Enterprise data center managers find themselves at an interesting crossroads. Until a few years ago, their choices for data protection technologies were limited to physical tape and a handful of backup applications. As new technologies were introduced, most enterprises made wholesale changes – committing the entire data center to a single backup application.
Today, however, the choices of backup application, backup protocol, and even backup device vary widely. Most data center managers see value in running multiple backup applications to address different requirements. For example, IT might use a traditional backup application like Symantec NetBackup to protect their physical servers and complement that with Veeam SureBackup to protect their virtual machines. But does this add unnecessary complexity? Reduce overall efficiency? The simple answer is no, as long you have the backup system to handle it.
An open systems approach to data protection gives you the flexibility to run multiple backup applications to meet your specific requirements for backup and retention policies, departmental data protection, and mix of data types.
For example, an open system approach with Symantec OST can be used with half a dozen different OST-compatible disk backup systems (including SEPATON) and many can run alongside other backup applications as needed. In contrast, EMC Boost locks you in to using only Symantec OST and NetWorker. This contrast will become even more important as the other leading backup applications enable OST and Boost-like access.

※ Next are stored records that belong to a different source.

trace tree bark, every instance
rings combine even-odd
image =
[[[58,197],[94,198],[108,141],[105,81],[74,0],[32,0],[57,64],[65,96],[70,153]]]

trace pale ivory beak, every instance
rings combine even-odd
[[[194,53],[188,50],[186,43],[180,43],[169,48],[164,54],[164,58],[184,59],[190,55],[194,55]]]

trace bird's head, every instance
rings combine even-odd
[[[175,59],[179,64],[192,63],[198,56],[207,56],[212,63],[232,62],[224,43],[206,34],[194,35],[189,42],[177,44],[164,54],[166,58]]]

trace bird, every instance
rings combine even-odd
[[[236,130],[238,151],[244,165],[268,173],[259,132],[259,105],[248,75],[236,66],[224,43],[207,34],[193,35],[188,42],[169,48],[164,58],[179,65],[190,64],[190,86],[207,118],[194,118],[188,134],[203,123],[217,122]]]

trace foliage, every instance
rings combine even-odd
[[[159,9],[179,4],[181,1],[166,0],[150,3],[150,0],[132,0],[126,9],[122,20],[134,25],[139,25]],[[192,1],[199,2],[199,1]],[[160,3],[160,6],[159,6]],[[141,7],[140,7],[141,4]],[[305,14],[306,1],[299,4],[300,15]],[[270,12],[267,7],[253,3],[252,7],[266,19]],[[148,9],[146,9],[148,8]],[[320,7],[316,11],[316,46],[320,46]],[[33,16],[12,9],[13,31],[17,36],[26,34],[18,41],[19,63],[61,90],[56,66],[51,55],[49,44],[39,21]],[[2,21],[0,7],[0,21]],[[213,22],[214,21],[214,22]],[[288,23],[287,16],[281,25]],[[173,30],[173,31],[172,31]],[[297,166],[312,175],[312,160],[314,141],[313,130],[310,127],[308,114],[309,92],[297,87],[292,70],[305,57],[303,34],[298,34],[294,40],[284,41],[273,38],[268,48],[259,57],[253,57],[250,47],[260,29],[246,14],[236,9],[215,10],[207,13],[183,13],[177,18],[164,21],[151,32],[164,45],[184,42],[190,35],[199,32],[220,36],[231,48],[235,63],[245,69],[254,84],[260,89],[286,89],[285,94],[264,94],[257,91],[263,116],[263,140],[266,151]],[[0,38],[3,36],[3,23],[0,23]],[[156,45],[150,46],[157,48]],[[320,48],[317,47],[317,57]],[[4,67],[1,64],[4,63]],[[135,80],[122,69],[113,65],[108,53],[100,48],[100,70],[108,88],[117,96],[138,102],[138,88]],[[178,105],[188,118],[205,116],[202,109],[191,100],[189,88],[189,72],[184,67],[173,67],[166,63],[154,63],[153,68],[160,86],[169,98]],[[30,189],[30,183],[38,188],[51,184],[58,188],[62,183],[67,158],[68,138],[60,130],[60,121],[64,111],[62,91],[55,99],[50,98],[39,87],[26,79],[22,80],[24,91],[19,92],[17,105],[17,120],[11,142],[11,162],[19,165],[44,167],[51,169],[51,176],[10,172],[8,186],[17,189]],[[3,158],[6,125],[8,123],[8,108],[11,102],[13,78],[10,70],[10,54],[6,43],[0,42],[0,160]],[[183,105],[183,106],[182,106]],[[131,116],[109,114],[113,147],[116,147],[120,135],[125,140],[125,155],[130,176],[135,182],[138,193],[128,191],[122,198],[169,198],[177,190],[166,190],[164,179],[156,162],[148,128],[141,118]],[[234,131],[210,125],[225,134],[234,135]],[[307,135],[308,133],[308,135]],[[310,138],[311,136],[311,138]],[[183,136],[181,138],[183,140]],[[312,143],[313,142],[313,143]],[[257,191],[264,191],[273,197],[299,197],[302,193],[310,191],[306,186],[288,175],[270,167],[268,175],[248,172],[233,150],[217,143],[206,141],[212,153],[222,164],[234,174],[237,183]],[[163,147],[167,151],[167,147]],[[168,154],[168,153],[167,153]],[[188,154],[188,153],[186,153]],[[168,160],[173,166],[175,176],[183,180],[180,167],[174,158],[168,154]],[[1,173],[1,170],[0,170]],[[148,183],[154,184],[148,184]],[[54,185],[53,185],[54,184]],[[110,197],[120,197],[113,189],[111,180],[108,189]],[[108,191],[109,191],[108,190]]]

Customers will see value in the new innovations, better pricing, or enhanced services offered by these applications as they deal with their fast-growing data volumes and increasingly stringent regulatory requirements.
In her article Ten Data Protection Trends for 2010, Enterprise Strategy Group Analyst, Lauren Whitehouse notes, “Continued focus on improving business processes will trigger the introduction of new business systems, upgraded applications, virtualization, and IT service delivery improvements. The impact on data protection? Change—and lots of it. Organizations will, therefore, have to optimize their data protection infrastructures to support the changing IT landscape as well as contend with unabated growth—all while minimizing the risk of downtime, non-compliance, and security threats.”
Ironically, the real key to success in implementing and managing an infrastructure that can handle a mixed application environment is not in the backup software; but rather, in the backup system. You need a backup appliance that can handle multiple backup applications without adding complexity. You need a system with the flexibility to let you introduce OST or new applications in phases, the management view to manage data protection regardless of backup application or status in its progression from backup to deduplication, to replication as well as archiving and expiration.
The backup appliance also needs to deliver the performance and single-system scalability to protect massive data volumes without requiring multiple systems or added complexity.
In a nutshell, as we look to the future of data protection, data center managers should not be concerned with standardizing on a single backup application but should consider the capabilities of their backup target.